Furthermore, sequence analysis of UROS was performed and an A to G transition of nucleotide 184 that predicted a threonine to alanine substitution at residue 62 (T62A), and a C to T transition of nucleotide 745 that predicted a glutamine to premature stop codon (Q249X). These mutations have been previously reported by Xuet al.4
This patient was confirmed to have compound heterozygous mutations, T62A/Q249X. These mutations had been described by Xuet al in a Japanese patient with CEP.4 They performed in vivo expression study for each mutation, and confirmed that each of them had no residual activity. We can expect that both mutations in this case are “disease causative.”
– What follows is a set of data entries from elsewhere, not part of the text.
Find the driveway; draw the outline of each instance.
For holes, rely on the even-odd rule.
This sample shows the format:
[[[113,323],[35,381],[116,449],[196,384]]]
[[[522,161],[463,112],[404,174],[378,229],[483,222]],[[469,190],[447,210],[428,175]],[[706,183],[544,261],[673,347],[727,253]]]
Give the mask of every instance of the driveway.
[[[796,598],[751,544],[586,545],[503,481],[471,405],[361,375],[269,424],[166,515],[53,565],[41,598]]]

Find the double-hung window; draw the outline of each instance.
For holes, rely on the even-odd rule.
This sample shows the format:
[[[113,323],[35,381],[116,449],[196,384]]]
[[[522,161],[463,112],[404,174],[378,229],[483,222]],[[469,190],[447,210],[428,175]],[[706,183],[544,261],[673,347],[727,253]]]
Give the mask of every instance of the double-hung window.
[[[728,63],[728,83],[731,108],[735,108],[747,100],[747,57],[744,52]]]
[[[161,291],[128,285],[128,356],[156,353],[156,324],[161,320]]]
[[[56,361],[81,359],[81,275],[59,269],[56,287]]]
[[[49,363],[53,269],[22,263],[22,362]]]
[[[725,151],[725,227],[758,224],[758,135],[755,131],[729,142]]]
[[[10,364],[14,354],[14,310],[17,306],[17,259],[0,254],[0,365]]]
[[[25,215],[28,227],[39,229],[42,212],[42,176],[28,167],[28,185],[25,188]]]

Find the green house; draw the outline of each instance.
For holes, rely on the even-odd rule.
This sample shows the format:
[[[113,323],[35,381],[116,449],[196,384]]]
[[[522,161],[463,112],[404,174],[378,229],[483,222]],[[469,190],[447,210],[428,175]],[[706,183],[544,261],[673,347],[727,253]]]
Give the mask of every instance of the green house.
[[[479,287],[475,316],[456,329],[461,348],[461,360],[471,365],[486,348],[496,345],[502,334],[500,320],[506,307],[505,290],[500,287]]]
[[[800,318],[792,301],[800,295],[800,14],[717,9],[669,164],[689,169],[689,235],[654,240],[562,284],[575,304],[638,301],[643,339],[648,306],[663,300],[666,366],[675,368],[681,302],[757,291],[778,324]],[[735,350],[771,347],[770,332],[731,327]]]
Scleral changes at the body surface lesions in CEP are mainly caused by the accumulation of porphyrins.4 Here we proved the accumulation of porphyrins in tear drops with a single case of CEP. Additional cases are needed to confirm the presence of porphyrins in tear drops although they are asymptomatic for eye involvement. Since our finding demonstrates the likelihood that accumulated porphyrins in tear drops directly exerted a toxic effect in scleral lesions, the protection of sunlight by ultraviolet cut glasses is strongly recommended for prevention against the initiation and progression of scleral lesions in the patients with CEP.